JAKARTA – Nanik S Deyang menyampaikan perihal pengunduran dirinya sebagai pimpinan BGN untuk melakukan pengobatan di luar negeri untuk penyakit terkait jantung dan akan berangkat pada hari ini

“Saya sampaikan ke Presiden juga dengan beribu maaf sepertinya saya harus mundur sebagai Kepala BGN, demi kesehatan saya, dan karena presiden prihatin dan kasihan dengan saya, presiden menyetujui, namun saya diminta tetap ikut mengawasi BGN,” kata Nanik dalam unggahannya di media sosial Facebook.

Nanik mengatakan, dirinya memilih berobat di luar negeri semata bukan karena tidak percaya dokter Indonesia.

Namun, ia mengeklaim bahwa berobat ke luar negeri untuk memperoleh second opinion atas penyakitnya.

“Dengan berat hati saya akhirnya pamit Bapak Presiden untuk melakukan pengobatan di LN untuk jantung saya, rencananya hari ini, Rabu (22/7), saya berangkat,” tulis Nanik.

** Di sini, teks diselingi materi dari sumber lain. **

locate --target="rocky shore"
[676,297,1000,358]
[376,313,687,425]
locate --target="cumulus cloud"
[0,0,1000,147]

Terpisah, Asisten Khusus Presiden Bidang Komunikasi dan Kebijakan Dirgayuza Setiawan mengonfirmasi Nanik S Deyang telah mengajukan pengunduran diri sebagai Kepala Badan Gizi Nasional (BGN).

“Hari ini Ibu Nanik Deyang berpamitan kepada Presiden Prabowo untuk menjalani pengobatan jantung sekaligus mengundurkan diri sebagai Kepala Badan Gizi Nasional,” ujar Yuza seperti yang dikonfirmasi pada Rabu, dilansir dari Antara.

Dia mengatakan bahwa dalam waktu sekitar satu setengah bulan memimpin BGN, Nanik telah membongkar berbagai persoalan dan meletakkan sejumlah fondasi reformasi.

Beberapa langkah yang dilakukan Nanik antara lain mengevaluasi hampir 28.000 Satuan Pelayanan Pemenuhan Gizi (SPPG), mengklasifikasikan 3.000 dapur berdasarkan standar mutu, menghentikan ekspansi dapur di wilayah jenuh.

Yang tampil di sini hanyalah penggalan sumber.